Heaven on Earth
 

Many young adults I talk to today have a passionate interest in sustainability… understandably…since they may be the first to reach the cliff for which we seem to be inevitably heading! But many of us, no matter what our age, look longingly toward ways of living naturally and sustainably, not out of fear, but out of love and gratitude for this magnificent, sacred nature that is the fabric of our lives, the display of God, our scripture, guide and teacher.

At the same time we are hopelessly entwined in world systems and find ourselves caught in incongruent actions like putting environmental stickers on the bumpers of our SUVs and recycling plastic bags instead of simply not using them. It is difficult for most of us to imagine a way to disengage from this modern entanglement.
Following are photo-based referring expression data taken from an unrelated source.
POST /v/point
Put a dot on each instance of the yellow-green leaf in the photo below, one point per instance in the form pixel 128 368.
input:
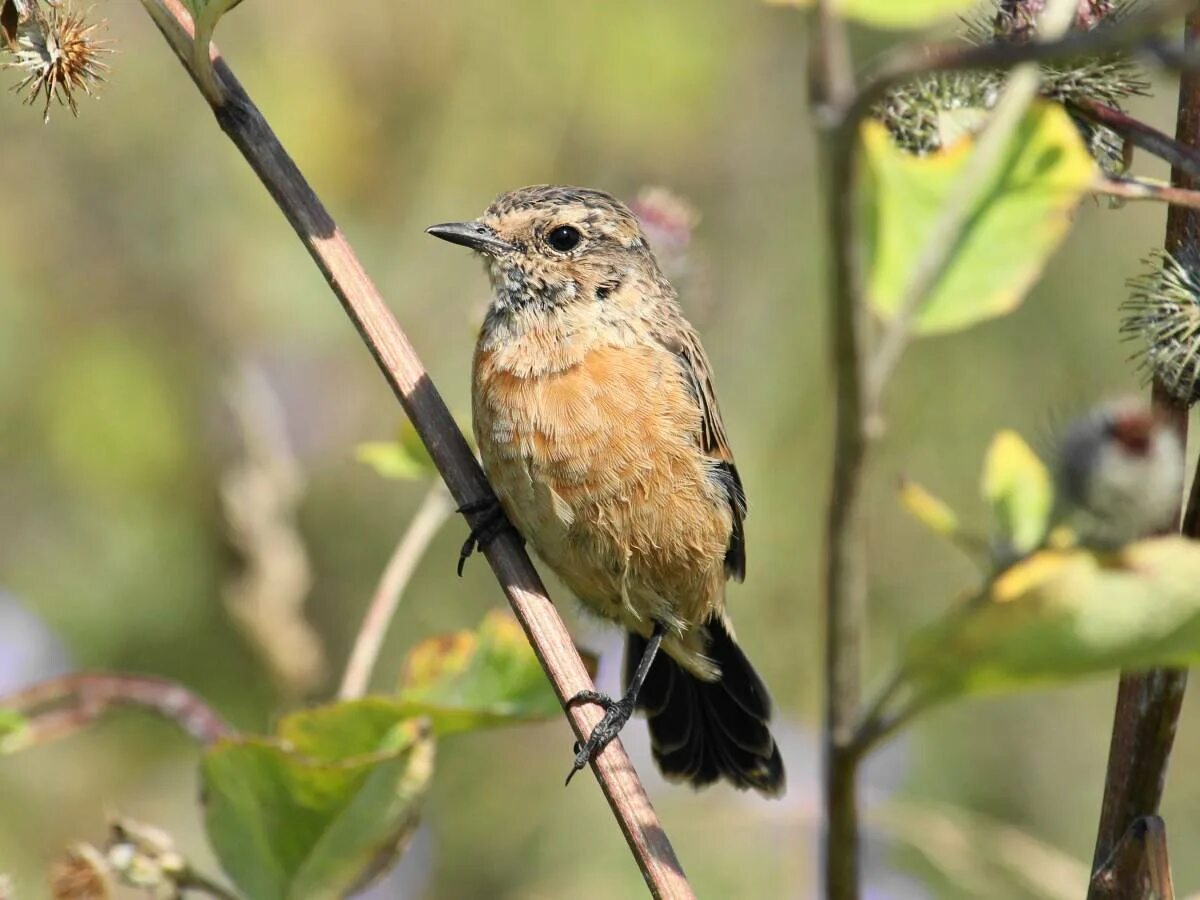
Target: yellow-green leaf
pixel 1019 221
pixel 322 809
pixel 405 459
pixel 1017 486
pixel 893 13
pixel 478 679
pixel 928 509
pixel 1061 615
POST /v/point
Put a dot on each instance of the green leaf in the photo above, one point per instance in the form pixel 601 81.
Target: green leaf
pixel 1061 615
pixel 324 808
pixel 405 459
pixel 1018 489
pixel 893 13
pixel 1020 220
pixel 213 7
pixel 13 731
pixel 478 679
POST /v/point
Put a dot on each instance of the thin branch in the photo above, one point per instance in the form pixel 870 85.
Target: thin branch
pixel 1139 865
pixel 1133 189
pixel 1149 703
pixel 329 249
pixel 1137 132
pixel 64 706
pixel 921 59
pixel 431 515
pixel 845 559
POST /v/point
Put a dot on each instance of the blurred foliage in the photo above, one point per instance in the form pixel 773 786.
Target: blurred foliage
pixel 322 809
pixel 1065 613
pixel 1017 486
pixel 142 263
pixel 477 679
pixel 1017 217
pixel 889 13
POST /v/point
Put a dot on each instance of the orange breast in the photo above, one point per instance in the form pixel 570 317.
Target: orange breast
pixel 598 466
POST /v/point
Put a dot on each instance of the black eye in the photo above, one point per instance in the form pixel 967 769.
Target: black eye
pixel 564 238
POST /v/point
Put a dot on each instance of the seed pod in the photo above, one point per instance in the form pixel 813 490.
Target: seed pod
pixel 59 54
pixel 1163 311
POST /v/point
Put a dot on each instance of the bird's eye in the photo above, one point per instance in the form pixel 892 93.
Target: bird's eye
pixel 564 238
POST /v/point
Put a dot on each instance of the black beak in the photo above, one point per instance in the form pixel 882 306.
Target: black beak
pixel 471 234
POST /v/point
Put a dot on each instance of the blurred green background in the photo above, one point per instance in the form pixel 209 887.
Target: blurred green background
pixel 144 271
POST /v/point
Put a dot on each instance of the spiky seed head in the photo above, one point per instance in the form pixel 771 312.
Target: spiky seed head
pixel 1017 21
pixel 928 111
pixel 1163 312
pixel 60 55
pixel 82 874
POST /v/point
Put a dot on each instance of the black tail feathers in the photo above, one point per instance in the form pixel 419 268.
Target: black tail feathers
pixel 702 731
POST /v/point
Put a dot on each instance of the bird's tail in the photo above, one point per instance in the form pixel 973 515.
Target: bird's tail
pixel 701 731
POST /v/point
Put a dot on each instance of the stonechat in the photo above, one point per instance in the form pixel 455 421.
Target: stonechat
pixel 598 426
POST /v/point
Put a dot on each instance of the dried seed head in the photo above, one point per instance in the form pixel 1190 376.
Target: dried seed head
pixel 1017 21
pixel 1120 475
pixel 59 54
pixel 933 111
pixel 82 875
pixel 1163 311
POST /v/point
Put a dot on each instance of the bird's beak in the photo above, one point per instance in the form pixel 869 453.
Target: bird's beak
pixel 475 235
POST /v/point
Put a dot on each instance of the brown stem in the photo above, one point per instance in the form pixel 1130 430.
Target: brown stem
pixel 246 127
pixel 915 60
pixel 845 561
pixel 1181 156
pixel 1149 702
pixel 64 706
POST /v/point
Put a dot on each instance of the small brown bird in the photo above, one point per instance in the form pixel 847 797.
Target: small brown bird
pixel 599 430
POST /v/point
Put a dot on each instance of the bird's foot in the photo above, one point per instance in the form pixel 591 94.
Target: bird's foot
pixel 487 527
pixel 617 713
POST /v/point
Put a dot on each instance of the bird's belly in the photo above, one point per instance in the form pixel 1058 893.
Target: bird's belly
pixel 599 472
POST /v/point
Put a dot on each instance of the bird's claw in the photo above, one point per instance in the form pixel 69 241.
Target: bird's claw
pixel 491 522
pixel 617 713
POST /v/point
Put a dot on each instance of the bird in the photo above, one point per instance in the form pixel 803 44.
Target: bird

Today the word ‘sustainable’ is so dishonestly used by corporations and governments that it has become a mockery: giving cosmetic lip service by using labels like ‘green’, while all the time encouraging us to worship the idols of consumption, shopping malls, cars, technology, “growthism”, power and money. Actually realizing sustainability would require far more. John E. Carroll in his book Sustainability and Spirituality says it would require ‘a conversion experience” in the depth of our being. That is to say, it requires a spiritual realization: a knowing that gives us faith in what is greater than ourselves - in mystery and nature, in the cosmos and the gods.

Today there are (and have been throughout modern history) living models of sustainability: residential, spiritual communities where the emphasis is on being, becoming, presence and awareness rather than ‘having’ and production, and where freedom is found “in” work (rather than “from” work) in the practice of “work as devotional prayer”. Here we can see practitioners living the values promoted in the classical scripture of all spiritual traditions, exchanging modern ‘needs’ for pooled resources, joyful simplicity, companionship, rest, physical work, silence, and communal practice.

When we come together at dance camps we ourselves get a taste of this kind of lifestyle: living simply in nature for a week and sharing spiritual practices. As we take up temporary residence in spiritual community, we can look at the spiritual values common to all major traditions (what Hazrat Inayat Khan calls the Unity of Spiritual Ideals) to see how they point us toward sustainability and simplicity, and how such values can help us to reshape attitudes that keep us from moving in this direction.

It seems like a ripe time for younger generations and those of us who were courageous innovators in the 60’s and are part of a what Morris Berman calls the new monastic society (those of us who do not live in community but who do not ‘buy into’ mainstream values), to join hands and hearts in looking for ways to create a more reasonable world.

 

 

"The proving ground of spiritual practice is everyday life." - Pir Moineddin Jablonski

 

 

A person who is vegan will save 1,100 gallons of water, 20 pounds CO2 equivalent, 30 square feet of forested land, 45 pounds of grain and one sentient animal’s life1 every day. On any given acre of land we can grow twelve to twenty times the amount in pounds of edible vegetables, fruit, and grain as in pounds of edible animal products. We are essentially using twenty times the amount of land and crops and hundreds of times the water, as well as polluting our waterways and air and destroying rainforests, to produce animals to kill and eat … which is unhealthier than eating the plant products we could have produced.